# Where to buy Knit-in-lace or eyelet lace



## Helen Hawkins (Jul 1, 2011)

Have just purchased a heap of eyelet lace from this supplier @ .40 cents per metre, cheapest I have found. Their service is excellent and they offer free postage for orders over $50.00 but I think that is only within Aust. They also have a lot of different laces, ribbons, cottons etc.

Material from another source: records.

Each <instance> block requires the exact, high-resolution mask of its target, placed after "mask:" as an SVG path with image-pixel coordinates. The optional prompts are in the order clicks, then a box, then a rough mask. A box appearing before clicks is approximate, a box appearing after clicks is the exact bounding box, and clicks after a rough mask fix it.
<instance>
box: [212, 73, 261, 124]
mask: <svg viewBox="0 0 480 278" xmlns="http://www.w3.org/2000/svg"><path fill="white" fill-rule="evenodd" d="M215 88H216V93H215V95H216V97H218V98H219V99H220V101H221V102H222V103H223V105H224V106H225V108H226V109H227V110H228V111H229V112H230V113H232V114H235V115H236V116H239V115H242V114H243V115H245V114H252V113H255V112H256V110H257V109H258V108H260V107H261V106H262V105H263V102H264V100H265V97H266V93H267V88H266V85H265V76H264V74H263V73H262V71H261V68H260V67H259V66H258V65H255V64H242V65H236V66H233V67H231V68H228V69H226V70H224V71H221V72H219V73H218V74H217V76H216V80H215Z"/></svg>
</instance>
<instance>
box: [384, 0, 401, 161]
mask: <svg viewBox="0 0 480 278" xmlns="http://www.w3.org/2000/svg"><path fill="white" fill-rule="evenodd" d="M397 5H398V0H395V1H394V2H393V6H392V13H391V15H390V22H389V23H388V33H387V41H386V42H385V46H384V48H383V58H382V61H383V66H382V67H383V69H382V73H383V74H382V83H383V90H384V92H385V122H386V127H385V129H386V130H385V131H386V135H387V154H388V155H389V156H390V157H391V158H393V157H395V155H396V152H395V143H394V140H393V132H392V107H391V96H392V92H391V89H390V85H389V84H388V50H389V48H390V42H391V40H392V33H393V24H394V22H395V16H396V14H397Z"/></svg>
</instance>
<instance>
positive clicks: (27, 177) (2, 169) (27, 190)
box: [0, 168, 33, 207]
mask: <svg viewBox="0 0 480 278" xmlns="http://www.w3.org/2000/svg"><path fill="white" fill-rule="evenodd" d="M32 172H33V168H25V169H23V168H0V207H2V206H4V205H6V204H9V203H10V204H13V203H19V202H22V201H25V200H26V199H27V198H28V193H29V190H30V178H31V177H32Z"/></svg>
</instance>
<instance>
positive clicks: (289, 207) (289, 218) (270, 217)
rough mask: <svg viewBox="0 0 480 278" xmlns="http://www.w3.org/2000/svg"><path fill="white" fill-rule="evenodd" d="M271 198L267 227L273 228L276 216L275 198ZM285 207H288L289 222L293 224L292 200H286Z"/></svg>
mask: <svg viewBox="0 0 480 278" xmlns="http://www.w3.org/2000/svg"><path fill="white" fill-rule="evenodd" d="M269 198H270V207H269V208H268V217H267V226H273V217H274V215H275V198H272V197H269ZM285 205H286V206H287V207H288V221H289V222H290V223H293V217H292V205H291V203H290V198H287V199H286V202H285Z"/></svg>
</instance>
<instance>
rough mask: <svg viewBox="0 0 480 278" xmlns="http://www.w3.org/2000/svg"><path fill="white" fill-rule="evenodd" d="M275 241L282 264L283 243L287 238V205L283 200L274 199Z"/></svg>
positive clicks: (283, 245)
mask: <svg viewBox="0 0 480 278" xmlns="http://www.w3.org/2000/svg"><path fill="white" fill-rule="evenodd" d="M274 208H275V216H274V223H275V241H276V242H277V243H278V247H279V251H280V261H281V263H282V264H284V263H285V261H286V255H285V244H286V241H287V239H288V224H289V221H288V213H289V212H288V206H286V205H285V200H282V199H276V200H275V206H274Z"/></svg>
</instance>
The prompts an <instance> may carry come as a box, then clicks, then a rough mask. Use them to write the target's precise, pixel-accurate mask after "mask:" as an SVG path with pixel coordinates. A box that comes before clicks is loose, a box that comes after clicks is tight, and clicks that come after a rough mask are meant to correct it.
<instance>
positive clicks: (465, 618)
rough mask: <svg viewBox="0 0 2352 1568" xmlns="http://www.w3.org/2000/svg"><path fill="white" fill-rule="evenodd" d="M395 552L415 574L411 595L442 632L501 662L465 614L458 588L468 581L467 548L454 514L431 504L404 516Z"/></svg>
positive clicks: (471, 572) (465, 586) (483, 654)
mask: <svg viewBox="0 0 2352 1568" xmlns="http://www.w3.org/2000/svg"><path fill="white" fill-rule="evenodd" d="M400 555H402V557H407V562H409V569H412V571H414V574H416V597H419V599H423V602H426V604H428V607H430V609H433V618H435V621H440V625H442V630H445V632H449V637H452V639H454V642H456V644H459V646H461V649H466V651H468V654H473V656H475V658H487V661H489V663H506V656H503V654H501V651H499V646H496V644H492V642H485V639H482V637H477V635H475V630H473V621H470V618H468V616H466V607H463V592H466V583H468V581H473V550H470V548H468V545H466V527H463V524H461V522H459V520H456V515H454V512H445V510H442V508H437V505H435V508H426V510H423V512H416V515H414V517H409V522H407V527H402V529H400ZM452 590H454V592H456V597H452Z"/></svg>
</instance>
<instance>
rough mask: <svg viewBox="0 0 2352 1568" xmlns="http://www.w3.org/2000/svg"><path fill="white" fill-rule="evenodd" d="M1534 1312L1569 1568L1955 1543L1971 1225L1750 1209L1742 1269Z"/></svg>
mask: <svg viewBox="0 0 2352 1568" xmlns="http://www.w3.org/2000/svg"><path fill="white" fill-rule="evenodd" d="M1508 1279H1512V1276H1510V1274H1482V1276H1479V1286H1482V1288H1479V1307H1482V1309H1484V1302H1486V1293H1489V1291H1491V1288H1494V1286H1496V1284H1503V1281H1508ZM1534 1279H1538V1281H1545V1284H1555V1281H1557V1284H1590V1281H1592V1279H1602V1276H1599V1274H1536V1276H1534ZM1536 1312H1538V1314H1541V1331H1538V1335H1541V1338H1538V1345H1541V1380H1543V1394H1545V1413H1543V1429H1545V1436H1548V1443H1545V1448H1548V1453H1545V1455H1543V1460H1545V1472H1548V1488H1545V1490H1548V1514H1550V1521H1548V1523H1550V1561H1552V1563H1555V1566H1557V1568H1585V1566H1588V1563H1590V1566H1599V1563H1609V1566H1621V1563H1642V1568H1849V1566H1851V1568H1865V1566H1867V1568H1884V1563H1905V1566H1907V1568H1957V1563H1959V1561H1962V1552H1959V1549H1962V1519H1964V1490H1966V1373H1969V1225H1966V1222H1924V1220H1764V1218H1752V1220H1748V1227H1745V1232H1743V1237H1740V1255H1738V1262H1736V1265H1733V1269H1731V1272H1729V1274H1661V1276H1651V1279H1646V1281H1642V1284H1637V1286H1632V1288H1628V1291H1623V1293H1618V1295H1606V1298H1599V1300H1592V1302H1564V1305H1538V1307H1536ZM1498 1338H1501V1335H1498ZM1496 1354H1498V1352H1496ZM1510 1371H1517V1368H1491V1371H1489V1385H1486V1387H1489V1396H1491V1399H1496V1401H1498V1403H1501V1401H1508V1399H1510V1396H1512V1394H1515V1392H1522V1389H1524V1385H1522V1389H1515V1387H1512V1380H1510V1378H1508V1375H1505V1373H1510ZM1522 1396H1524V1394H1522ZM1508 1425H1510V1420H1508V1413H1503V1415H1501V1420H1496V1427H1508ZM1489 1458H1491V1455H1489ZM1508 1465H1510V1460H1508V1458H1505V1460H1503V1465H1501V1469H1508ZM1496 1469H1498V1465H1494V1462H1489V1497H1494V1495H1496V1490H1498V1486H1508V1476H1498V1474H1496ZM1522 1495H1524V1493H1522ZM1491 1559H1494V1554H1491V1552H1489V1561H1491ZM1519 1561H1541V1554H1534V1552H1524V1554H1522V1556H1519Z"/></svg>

http://www.ebonycraft.com.au/index.php


----------



## missmolly (Jun 8, 2011)

That is a great price Helen. In the UK the average price is about 40 pence per metre xx


----------



## kyterp (Mar 3, 2011)

If you find a business that ships to the states, please let me know. I would love to buy some knit-in-lace. Thank you!


----------



## Island Sue (Aug 15, 2011)

Another place you could try, I have ordered from them, and their lace is wonderful,
www.worldoflace.com.au 
They sell 10 meters for $5. I believe they had a 5 pkg special. Cost was $20-25. Shipping was inexpensive and fast.


----------



## Bunyip (Jan 1, 2012)

This is wonderful!! Many thanks for posting.


----------



## blumbergsrus (May 13, 2011)

Does anyone know how much a yard is in meters?


----------



## Helen Hawkins (Jul 1, 2011)

blumbergsrus said:


> Does anyone know how much a yard is in meters?


Hi,
There are 39 inches in 1 metre.
Cheers Helen


----------



## blumbergsrus (May 13, 2011)

Thank You sooooo much!


----------



## WaterFall (Oct 5, 2012)

Knitters sewers sell for 1.20 a meter.


----------



## WaterFall (Oct 5, 2012)

crinnycraft sell 40 p


----------



## WillNotCook (Mar 31, 2015)

This is the first I've ever heard of this. I had no idea. No I am intrigued.

I learn something new every day.


----------